Many of the definitions of Pyrrhonist terms here reference Buddhist terms that correspond to the Pyrrhonist terms. This should be understood to mean that the terms have functional similarities, not necessarily identical meanings.

  • Acatalepsia - not graspable, incomprehensible. The term is a denial of the Stoic concept of katalepsis, i.e., that one could have assured, accurate perceptions of things. Corresponds with the Buddhist concept of Sunyata.
  • Adiaphora - logical differentia that allows firm categorization do not exist. Corresponds with Buddhist concept of anatta.
  • Adoxstous - to be without belief. Corresponds with Buddhist concepts of amoha and right view.
  • Aklineis - to be uninclined. Corresponds with the Buddhist concept of advesha.
  • Akradantous - to be indifferent. Corresponds with the Buddhist concept of alobha.
  • Aphasia - non-assertion. In Pyrrhonist practice this can mean either an experience where one stops making claims about anything, or a more psychologically shocking experience where for a time one does not want to say anything. Corresponds with the Buddhist concept of stilling the mind.
  • Aporia - to be bewildered or at an intellectual impasse. Corresponds with the Buddhist concept of not knowing.
  • Aporetic - an approach to Pyrrhonist practice that emphasizes creating competing arguments in order to induce aporia and consequently epoché.
  • Academic Skepticism - A derivative branch from Pyrrhonism that engages in negative dogmatism, asserting that knowledge is impossible and that one should go by what arguments seem most truth-like.
  • Aneprikita - unfixed, undecidable.
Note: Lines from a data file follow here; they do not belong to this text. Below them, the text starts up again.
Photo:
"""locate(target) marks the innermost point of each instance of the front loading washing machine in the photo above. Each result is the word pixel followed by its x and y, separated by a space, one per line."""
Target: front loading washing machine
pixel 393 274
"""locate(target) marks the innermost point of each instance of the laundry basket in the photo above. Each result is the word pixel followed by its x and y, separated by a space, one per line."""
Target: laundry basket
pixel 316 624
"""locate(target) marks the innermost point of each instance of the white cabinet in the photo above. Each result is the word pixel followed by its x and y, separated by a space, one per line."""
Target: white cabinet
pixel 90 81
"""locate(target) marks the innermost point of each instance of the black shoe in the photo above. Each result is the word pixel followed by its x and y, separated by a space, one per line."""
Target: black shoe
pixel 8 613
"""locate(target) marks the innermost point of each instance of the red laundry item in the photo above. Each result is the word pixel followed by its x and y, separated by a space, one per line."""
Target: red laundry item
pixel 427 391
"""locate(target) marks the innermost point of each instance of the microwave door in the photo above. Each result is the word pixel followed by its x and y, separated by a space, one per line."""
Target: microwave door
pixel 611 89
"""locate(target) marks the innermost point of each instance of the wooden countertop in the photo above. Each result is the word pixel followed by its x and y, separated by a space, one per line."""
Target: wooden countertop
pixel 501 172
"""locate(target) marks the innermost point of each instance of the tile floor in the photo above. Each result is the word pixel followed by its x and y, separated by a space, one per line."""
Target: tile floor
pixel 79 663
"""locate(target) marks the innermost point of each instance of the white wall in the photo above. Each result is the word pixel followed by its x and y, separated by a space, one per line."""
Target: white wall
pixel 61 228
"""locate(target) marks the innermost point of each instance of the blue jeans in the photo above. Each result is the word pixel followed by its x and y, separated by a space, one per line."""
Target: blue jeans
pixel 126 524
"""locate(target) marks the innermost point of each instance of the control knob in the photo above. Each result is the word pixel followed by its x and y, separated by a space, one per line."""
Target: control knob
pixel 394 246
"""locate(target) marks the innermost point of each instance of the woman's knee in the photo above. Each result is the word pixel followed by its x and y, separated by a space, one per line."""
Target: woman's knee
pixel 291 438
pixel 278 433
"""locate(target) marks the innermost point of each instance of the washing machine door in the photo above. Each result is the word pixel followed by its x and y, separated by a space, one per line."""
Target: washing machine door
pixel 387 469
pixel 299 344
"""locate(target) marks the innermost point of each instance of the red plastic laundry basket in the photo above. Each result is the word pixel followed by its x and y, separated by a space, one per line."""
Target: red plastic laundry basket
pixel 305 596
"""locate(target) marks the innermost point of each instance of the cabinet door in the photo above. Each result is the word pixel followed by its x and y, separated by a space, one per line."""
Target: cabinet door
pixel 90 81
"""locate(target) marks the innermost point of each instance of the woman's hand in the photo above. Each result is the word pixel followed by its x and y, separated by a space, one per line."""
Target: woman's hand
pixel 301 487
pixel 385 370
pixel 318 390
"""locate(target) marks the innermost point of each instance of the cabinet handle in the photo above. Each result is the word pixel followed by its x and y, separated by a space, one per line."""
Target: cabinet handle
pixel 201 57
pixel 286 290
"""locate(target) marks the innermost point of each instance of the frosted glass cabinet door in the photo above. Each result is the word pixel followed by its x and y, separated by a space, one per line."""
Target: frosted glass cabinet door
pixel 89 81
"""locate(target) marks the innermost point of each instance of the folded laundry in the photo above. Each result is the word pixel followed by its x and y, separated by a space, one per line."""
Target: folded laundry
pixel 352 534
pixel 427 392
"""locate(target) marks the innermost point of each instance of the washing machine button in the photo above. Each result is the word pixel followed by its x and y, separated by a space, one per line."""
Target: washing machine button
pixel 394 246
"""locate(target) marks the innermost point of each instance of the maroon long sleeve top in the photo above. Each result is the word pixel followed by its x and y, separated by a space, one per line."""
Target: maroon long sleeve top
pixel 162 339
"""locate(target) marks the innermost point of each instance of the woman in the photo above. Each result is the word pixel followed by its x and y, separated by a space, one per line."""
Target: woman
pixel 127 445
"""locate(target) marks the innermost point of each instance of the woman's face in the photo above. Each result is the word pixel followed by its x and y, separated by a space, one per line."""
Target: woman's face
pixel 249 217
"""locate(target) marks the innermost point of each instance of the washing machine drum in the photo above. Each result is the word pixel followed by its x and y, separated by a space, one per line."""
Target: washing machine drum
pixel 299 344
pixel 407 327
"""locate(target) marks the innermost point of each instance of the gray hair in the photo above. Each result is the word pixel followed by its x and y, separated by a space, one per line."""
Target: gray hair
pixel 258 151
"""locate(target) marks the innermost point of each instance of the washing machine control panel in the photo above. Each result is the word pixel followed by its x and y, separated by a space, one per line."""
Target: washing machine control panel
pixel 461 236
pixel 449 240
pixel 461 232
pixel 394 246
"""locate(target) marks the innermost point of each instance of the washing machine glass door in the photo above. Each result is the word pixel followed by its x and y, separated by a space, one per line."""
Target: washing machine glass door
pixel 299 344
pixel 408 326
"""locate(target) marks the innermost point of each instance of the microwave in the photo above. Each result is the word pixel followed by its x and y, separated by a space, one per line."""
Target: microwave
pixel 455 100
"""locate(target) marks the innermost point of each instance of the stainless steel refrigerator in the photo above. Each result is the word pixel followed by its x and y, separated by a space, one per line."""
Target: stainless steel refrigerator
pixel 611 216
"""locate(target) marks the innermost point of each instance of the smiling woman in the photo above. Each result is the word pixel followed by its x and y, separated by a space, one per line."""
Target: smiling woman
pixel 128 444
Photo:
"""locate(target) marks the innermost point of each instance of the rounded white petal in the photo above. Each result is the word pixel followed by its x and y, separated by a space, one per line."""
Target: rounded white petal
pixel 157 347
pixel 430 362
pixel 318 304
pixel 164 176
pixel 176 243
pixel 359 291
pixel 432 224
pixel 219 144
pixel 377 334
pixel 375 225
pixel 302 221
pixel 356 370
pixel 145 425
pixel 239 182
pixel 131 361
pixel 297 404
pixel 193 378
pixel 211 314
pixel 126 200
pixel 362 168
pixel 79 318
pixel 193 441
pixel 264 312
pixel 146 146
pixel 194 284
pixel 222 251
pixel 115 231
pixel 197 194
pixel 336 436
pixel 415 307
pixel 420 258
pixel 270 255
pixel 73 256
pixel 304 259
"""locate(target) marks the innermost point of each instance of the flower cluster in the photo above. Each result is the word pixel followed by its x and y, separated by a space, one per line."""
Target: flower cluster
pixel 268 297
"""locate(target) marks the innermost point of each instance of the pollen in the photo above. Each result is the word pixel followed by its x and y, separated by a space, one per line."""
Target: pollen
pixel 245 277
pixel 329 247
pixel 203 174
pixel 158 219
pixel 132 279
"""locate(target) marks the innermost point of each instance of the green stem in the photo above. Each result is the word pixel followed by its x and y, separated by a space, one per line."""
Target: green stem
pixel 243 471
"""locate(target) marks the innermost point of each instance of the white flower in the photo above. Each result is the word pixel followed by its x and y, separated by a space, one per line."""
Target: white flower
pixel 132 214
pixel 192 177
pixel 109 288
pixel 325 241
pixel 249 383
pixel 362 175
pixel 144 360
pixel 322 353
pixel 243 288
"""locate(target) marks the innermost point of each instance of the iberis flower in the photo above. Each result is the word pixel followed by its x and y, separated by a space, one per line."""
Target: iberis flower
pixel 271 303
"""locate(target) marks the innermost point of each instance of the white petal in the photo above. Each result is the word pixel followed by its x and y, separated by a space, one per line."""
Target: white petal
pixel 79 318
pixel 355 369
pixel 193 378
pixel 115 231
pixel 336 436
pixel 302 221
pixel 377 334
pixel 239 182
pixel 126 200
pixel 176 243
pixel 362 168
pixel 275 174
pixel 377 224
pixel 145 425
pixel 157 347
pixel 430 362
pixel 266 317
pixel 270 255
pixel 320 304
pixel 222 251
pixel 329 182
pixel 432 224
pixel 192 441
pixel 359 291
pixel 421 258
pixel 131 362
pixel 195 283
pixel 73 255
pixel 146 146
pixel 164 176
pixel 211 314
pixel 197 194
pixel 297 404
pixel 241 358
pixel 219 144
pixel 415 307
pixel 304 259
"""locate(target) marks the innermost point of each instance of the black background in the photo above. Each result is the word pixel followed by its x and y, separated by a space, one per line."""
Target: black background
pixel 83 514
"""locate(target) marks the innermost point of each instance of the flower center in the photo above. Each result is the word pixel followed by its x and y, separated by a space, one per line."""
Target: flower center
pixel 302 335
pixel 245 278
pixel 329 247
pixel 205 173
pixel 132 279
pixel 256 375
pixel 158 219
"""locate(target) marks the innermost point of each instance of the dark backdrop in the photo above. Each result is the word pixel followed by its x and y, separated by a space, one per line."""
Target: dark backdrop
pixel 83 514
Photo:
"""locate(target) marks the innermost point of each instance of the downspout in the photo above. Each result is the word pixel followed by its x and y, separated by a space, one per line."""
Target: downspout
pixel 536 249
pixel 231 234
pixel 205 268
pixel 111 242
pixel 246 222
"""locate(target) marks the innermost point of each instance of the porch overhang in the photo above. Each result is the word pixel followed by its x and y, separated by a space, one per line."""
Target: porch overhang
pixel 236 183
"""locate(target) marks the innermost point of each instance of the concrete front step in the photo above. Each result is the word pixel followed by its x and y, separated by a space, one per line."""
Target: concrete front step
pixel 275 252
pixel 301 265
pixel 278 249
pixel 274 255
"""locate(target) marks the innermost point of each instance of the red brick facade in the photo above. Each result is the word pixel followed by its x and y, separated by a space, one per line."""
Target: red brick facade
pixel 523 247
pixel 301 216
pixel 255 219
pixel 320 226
Corresponds with the Buddhist concept of anicca.
  • Appearances - the world as we experience it. Corresponds with the Buddhist concept of form and conventional truth, one of the two parts of the Two Truths Doctrine.
  • Astathmeta - unstable, unbalanced, not measurable. Corresponds with the Buddhist concept of dukkha. This correspondence leaves out the aspect of dukkha representing suffering or unsatisfactoriness and includes only the aspect representing instability, for example, as in a cart with a bent axle is unstable.
  • Ataraxia - the mental state of not being perturbed. To be without anxiety. Corresponds with the Buddhist concept of nirvana.
  • Criterion of truth - the standard by which one can determine the truth. This criterion does not exist, except with regard to correspondence. The problem of its nonexistence is known as the problem of the criterion, the solution to which is Pyrrhonism.
  • Criterion of action - the standards by which Pyrrhonists make decisions given that truth is unknown.
  • Cure by argument - the Pyrrhonist technique of setting arguments against each other in order to induce aporia.
  • Dogma - beliefs about non-evident matters. Corresponds with the Buddhist concept of delusion.
  • Empiric School - an early school of medicine closely associated with Pyrrhonism. Their approach to medicine was the forerunner of modern empiricism.
  • Ephectic - an approach to Pyrrhonist practice that emphasizes going directly to epoché.
  • Epoché - suspension of judgment.
  • Equipollence - equality as regards credibility and the lack of it, that is, that no belief (dogma) takes precedence over any other as being more credible.
  • Evident - what can be observed about the appearances. Contrast with non-evident.
  • Eudaimonia - a happy, fulfilled life. Corresponds with the Buddhist concept of enlightenment
  • Non-evident - things that cannot be observed in the appearances, such as theories and speculations.
  • Pathe - disturbing emotions such as anger and envy.
  • Zeztetic - an approach to Pyrrhonist practice that emphasizes avoiding belief formation through on-going investigation.